What is the Secondary Payer Statute? The Secondary Payer Statute was authorized by the Social Security Act and states that Medicare benefits are secondary to the following lines of insurance:

  • Worker’s Compensation
  • General Liability and Medical Payments
  • Automobile Liability and Medical Payments
  • Excess Liability
  • Professional Liability
  • Self-Insured Plans
  • Group Health Insurance

Basically, if the injured party becomes Medicare eligible either by age or disability within 30 months from date the claim is closed, Medicare will file for reimbursement from the PAYER OF MEDICAL BENEFITS.

Section 111 of the Secondary Payer Statute requires the Responsible Reporting Entity aka RRE which can be the insurance carrier or a self-insured entity to report claims to Medicare and Medicaid or CMS which oversees Medicare.  If the injury is a worker’s compensation claim, the RRE must report to the IL Industrial Commission if the injured worker misses 3 working days to comply with the IL Worker’s Compensation Statute in addition to file the claim with Medicare/Medicaid to comply with Section 111 of the Secondary Payer Statute.

The Responsible Reporting Entity (i.e. insurance company, self-insured employer or company that self-pays medical bills) must register with the Coordination of Benefits Contractor (COBC).

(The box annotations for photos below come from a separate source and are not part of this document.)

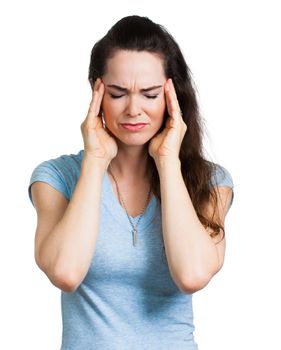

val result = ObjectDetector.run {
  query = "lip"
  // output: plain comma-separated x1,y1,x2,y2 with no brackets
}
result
121,123,147,131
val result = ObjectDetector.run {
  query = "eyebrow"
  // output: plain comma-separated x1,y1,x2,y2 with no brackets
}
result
106,84,162,92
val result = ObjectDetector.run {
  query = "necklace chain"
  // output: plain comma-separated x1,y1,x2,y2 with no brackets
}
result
108,165,151,246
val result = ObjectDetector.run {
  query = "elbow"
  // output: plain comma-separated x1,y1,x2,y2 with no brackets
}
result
178,274,213,294
51,272,80,293
36,254,81,293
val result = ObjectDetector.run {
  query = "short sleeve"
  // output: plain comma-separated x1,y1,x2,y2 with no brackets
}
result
28,151,83,206
211,164,234,210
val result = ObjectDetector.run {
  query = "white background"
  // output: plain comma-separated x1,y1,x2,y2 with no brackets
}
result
0,0,281,350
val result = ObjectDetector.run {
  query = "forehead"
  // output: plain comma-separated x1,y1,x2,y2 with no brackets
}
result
103,50,166,85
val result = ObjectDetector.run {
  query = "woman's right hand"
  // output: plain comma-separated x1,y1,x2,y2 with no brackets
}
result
81,78,118,164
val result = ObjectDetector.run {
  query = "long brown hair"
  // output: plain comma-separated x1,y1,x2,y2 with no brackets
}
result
88,16,225,239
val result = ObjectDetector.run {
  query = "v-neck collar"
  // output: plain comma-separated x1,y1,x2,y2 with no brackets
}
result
104,171,157,230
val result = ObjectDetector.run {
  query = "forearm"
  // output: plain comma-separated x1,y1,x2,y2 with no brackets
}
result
157,160,219,292
40,158,105,285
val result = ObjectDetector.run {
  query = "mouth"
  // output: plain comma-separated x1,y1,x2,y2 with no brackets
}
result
121,123,147,131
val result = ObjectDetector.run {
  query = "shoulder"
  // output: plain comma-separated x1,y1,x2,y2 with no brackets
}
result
210,163,234,212
28,150,84,203
210,163,234,189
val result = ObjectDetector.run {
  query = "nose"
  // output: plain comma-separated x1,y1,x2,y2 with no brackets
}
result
126,96,141,117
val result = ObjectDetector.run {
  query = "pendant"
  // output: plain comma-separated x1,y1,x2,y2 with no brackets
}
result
132,228,138,247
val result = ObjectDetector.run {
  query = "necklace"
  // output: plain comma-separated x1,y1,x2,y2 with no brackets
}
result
108,165,151,247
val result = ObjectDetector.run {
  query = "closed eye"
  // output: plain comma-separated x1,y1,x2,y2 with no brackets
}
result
109,94,124,98
109,94,158,98
145,95,158,98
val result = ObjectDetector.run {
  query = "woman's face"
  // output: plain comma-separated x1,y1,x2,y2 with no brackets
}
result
101,50,167,146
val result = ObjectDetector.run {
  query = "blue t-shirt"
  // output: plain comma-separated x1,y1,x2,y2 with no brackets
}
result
28,150,233,350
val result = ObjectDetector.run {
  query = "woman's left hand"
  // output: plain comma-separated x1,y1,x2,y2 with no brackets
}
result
148,79,187,162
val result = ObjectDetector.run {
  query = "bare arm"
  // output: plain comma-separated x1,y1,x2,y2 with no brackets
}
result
149,79,232,293
32,159,105,291
32,81,117,291
155,161,232,293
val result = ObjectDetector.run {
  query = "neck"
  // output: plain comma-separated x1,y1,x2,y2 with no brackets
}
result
110,145,149,182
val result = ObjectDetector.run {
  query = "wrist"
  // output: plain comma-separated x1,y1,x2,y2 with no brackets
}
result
154,157,181,171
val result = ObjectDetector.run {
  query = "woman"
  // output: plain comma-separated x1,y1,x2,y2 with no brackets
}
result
29,16,233,350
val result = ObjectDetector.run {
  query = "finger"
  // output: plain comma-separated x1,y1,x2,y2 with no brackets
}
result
165,79,182,120
87,79,104,120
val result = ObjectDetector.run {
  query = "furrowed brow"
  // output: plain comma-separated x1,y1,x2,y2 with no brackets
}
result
107,84,162,92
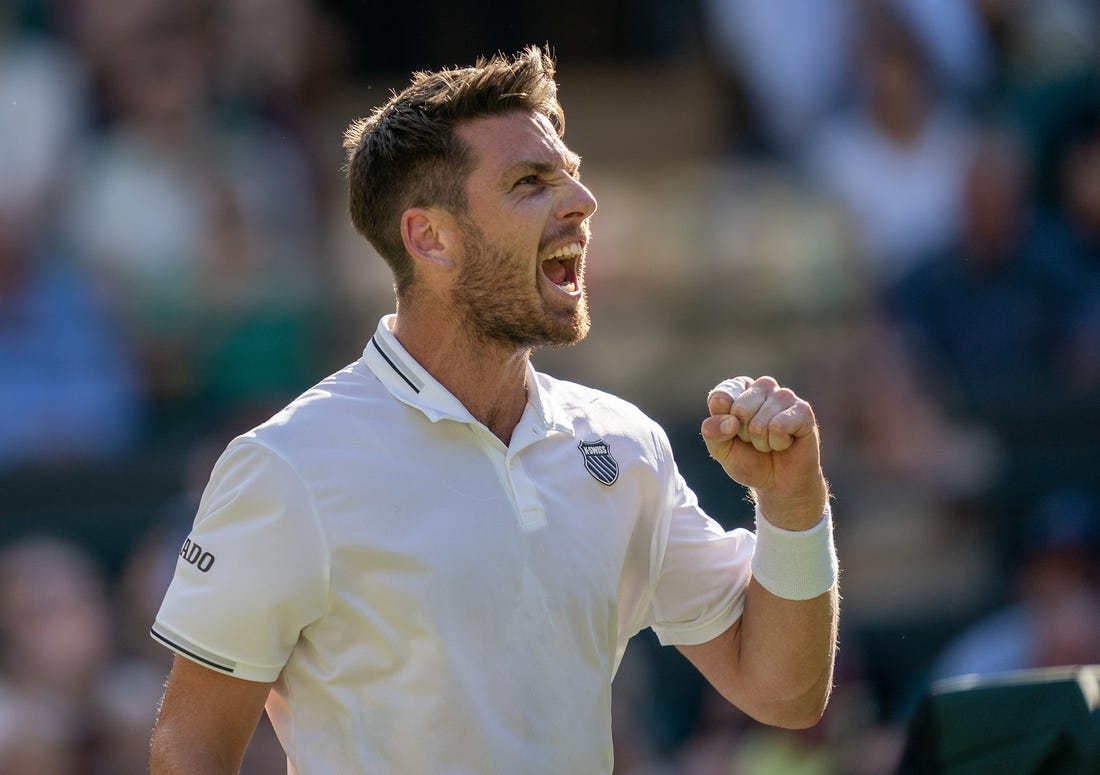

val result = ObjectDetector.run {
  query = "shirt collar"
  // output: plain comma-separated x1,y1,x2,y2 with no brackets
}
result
362,314,573,434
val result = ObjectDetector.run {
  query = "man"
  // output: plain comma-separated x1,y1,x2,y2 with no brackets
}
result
144,47,837,774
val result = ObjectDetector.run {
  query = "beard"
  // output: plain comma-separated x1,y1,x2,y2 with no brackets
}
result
452,219,592,350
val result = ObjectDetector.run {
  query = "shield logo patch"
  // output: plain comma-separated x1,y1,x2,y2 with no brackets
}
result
576,439,618,487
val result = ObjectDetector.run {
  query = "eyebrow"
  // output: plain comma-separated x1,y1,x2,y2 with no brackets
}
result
501,151,581,180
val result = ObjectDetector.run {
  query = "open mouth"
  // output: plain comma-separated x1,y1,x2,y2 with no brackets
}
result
542,242,584,294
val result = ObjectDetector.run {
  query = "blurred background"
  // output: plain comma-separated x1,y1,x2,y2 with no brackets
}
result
0,0,1100,775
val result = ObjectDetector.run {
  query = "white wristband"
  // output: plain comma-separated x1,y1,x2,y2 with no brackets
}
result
752,505,839,600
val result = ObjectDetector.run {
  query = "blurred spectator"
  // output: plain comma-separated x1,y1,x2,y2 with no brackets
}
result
994,0,1100,203
932,488,1100,680
0,6,140,468
806,3,970,287
893,129,1086,453
0,220,141,468
0,538,114,775
702,0,856,153
1038,107,1100,393
60,0,319,421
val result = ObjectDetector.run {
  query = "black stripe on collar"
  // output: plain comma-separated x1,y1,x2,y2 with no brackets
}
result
371,336,420,392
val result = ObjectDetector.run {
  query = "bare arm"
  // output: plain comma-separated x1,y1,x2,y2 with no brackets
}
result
680,377,838,728
150,656,271,775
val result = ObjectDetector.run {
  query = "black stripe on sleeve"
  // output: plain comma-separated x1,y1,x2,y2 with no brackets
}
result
149,629,233,673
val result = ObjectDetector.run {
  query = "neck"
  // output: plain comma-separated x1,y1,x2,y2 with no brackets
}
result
394,308,530,444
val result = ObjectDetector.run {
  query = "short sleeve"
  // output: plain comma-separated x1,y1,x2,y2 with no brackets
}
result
651,441,756,645
152,440,328,682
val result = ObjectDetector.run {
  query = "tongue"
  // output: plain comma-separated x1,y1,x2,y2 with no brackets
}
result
542,259,569,285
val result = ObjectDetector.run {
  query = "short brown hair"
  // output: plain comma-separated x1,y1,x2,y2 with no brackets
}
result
344,46,565,297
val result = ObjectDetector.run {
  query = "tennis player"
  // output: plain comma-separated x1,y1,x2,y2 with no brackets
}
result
152,47,837,775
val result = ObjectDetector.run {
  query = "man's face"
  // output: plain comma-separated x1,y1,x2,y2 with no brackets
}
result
452,112,596,347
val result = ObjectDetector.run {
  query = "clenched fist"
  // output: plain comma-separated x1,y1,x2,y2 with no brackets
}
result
702,377,828,530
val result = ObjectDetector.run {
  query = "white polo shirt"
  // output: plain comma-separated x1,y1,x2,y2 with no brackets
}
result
153,317,754,775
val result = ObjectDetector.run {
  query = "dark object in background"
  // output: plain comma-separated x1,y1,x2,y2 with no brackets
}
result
898,665,1100,775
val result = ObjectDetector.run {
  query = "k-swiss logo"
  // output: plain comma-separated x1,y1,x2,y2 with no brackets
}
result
576,439,618,487
179,539,213,573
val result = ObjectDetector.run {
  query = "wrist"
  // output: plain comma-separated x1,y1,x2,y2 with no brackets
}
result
752,481,828,531
752,503,839,600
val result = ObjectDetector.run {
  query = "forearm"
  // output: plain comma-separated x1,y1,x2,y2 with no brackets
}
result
150,732,240,775
736,579,838,728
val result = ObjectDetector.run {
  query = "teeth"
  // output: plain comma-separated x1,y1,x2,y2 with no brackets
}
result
546,242,583,261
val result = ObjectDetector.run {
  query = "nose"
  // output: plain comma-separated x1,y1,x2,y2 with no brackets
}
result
558,178,596,221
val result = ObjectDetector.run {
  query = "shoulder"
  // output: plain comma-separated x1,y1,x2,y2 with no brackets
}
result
244,362,392,454
538,373,669,456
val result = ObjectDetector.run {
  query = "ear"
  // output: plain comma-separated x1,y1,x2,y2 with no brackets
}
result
402,207,457,270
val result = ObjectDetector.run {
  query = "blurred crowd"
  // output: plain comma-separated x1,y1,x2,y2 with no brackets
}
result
0,0,1100,775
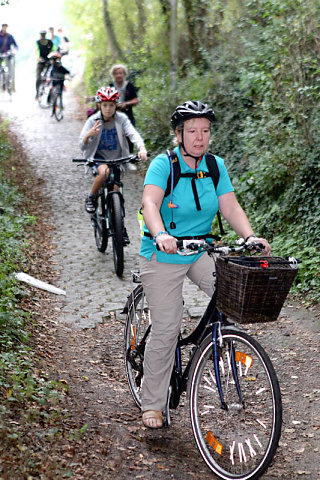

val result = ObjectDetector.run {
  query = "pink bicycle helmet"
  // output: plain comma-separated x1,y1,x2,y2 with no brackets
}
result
96,87,119,103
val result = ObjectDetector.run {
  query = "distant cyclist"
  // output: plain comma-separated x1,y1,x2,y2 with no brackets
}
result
0,23,18,92
36,30,53,99
48,52,70,107
80,87,147,240
49,27,60,51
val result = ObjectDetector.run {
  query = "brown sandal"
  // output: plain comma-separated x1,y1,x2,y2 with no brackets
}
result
142,410,163,428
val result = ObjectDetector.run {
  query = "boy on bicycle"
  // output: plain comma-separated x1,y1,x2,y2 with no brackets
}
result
80,87,147,243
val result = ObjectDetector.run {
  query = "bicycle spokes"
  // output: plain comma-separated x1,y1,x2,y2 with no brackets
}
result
190,332,281,479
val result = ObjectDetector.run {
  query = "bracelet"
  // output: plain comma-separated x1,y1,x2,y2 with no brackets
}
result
153,231,169,242
244,233,257,242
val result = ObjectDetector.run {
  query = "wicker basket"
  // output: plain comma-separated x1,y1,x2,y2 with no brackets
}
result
216,256,297,323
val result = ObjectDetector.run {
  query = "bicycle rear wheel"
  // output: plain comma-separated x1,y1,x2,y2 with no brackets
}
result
109,193,124,277
53,93,63,122
124,285,151,408
92,191,108,253
38,83,50,108
190,329,282,480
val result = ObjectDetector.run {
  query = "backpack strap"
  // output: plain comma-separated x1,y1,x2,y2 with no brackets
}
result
164,150,225,235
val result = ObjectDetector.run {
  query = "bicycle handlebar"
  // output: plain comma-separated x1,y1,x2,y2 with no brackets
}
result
177,239,264,256
72,155,140,167
177,239,301,268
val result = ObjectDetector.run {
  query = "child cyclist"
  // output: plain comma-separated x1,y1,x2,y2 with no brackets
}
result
80,87,147,243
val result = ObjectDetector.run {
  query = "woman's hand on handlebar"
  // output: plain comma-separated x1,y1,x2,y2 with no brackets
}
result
250,237,271,256
138,146,147,162
156,233,178,253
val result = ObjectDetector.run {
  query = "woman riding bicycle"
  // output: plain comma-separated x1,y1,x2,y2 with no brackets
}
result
140,101,271,428
80,87,147,219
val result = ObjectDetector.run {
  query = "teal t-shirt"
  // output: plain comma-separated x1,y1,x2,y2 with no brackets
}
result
140,147,234,264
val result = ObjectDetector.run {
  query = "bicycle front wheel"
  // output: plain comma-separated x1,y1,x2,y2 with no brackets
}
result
53,93,63,122
190,329,282,480
109,193,124,277
124,285,151,408
93,192,108,253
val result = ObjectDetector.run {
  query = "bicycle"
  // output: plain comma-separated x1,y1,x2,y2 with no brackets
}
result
51,79,63,122
37,60,51,108
0,52,14,97
72,155,140,277
123,240,299,480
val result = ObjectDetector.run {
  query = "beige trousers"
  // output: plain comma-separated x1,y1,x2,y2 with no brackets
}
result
140,253,215,411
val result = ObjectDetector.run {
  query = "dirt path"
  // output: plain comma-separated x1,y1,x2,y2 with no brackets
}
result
0,87,320,480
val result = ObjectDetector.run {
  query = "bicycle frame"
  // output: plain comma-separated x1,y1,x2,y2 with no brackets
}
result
166,288,243,418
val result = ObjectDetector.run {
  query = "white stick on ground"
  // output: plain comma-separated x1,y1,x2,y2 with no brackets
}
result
15,272,66,295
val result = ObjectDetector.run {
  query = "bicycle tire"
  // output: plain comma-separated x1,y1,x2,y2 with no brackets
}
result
124,285,151,408
93,191,108,253
38,83,50,109
52,93,63,122
109,193,124,277
189,328,282,480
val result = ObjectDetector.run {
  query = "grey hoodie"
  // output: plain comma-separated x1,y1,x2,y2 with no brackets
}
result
79,111,144,159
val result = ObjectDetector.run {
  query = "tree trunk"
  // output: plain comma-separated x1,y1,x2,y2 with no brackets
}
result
136,0,147,34
102,0,124,60
170,0,178,92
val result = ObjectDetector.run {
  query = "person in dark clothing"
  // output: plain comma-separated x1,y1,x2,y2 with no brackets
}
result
36,30,53,99
110,64,139,125
47,52,70,111
0,23,18,89
110,63,140,158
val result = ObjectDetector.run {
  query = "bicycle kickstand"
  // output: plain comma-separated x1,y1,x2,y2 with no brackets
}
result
163,385,172,427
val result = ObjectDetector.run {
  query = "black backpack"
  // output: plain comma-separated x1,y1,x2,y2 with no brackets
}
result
164,150,225,235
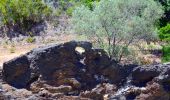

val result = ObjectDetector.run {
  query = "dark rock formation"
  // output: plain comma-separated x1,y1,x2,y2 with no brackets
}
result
0,41,170,100
3,41,113,89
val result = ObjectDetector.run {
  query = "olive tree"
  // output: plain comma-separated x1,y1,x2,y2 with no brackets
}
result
71,0,163,61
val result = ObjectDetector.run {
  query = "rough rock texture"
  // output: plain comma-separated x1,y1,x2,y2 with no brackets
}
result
0,41,170,100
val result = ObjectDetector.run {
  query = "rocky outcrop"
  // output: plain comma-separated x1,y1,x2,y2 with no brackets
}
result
0,41,170,100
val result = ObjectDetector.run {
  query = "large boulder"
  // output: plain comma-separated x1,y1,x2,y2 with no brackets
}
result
3,41,110,89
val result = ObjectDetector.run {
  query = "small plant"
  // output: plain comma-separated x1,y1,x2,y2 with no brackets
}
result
26,36,35,43
9,44,15,53
159,24,170,43
162,45,170,62
72,0,163,62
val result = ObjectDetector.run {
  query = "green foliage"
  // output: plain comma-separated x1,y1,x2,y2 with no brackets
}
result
72,0,163,61
159,24,170,42
44,0,100,16
26,36,35,43
162,45,170,62
0,0,51,32
155,0,170,27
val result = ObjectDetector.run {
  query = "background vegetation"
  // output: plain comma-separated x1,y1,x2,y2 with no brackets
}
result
0,0,170,62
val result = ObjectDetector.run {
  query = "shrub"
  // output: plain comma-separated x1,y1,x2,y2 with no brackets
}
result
0,0,52,34
162,45,170,62
26,37,35,43
72,0,163,61
159,24,170,42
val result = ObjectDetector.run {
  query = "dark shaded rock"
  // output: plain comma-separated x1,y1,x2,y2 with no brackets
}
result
80,83,117,100
3,41,110,89
132,66,160,86
2,55,31,88
136,82,170,100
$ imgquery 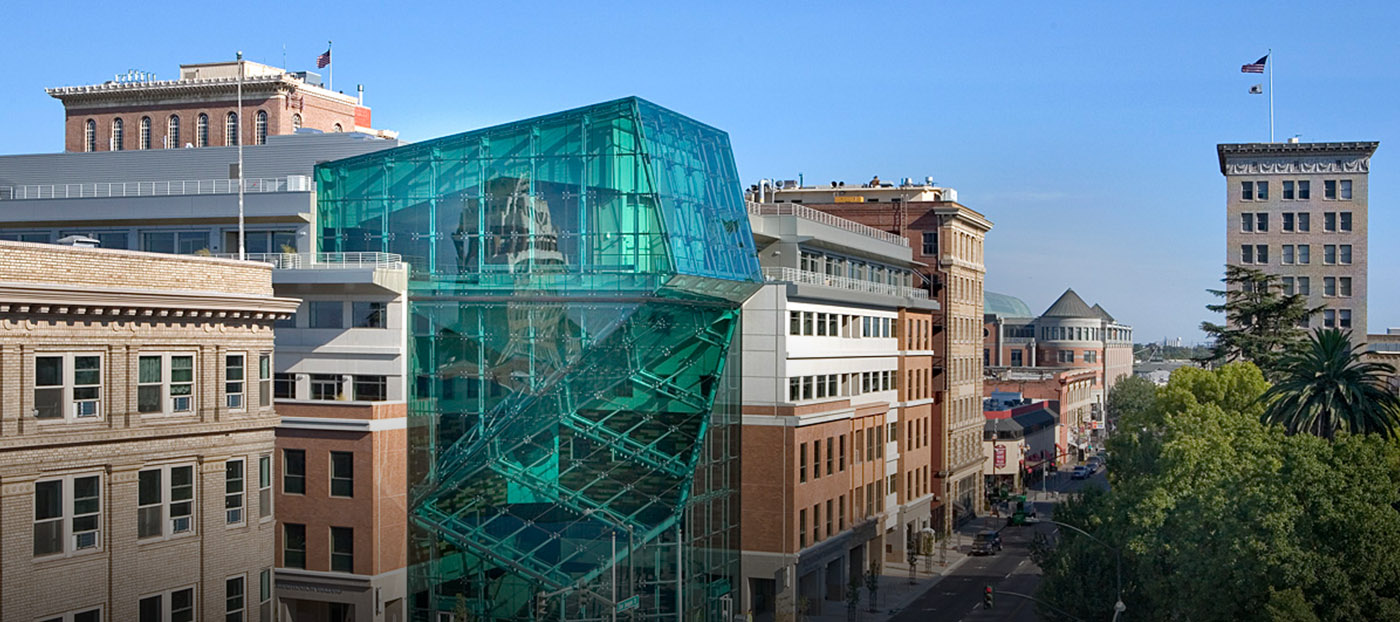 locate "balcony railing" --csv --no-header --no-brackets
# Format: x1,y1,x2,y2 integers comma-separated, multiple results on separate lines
0,175,311,200
763,268,928,300
745,200,909,247
214,252,403,270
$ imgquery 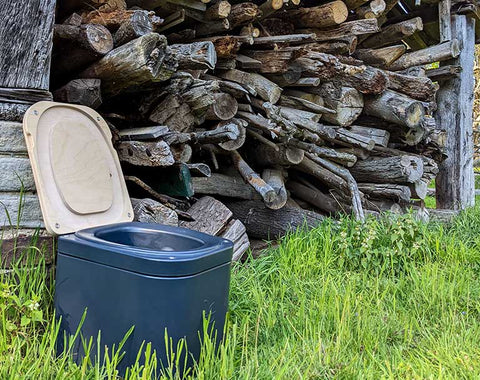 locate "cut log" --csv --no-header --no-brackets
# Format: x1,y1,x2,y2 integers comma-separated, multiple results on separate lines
227,201,324,239
113,10,153,47
296,18,380,41
179,197,232,235
205,92,238,120
262,169,288,210
287,181,339,214
385,71,439,102
130,198,178,226
170,41,217,70
80,33,177,96
295,52,388,94
220,219,250,261
192,173,261,200
219,69,282,104
355,0,387,19
280,0,348,28
390,39,461,71
116,141,175,167
203,0,232,20
350,125,390,147
52,24,113,79
53,79,102,109
307,82,364,127
358,183,412,202
361,17,423,48
231,150,276,208
148,95,195,132
353,44,407,67
365,90,425,128
350,155,423,184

A penalty for not reporting or late reporting claims to CMS is $1,000 per claimant/day of noncompliance. This penalty is in addition to the other risks such as Medicare reimbursement and/or the costs associated if your carrier denies picking up the claim at a later date.

This is very complicated and to be safe, you should discuss with your carrier to see if they would allow you to reimburse them for incurred medical costs.

If your insurance company will not allow reimbursement the benefits of reporting all claims to your insurance carrier far outweigh the risk of self-paying and not reporting the claim.

Your company purchases insurance for protection from insured exposures. To avoid the exposures mentioned in this article, REPORT EVERY INCIDENT to your insurance company to comply with applicable State and Federal reporting laws.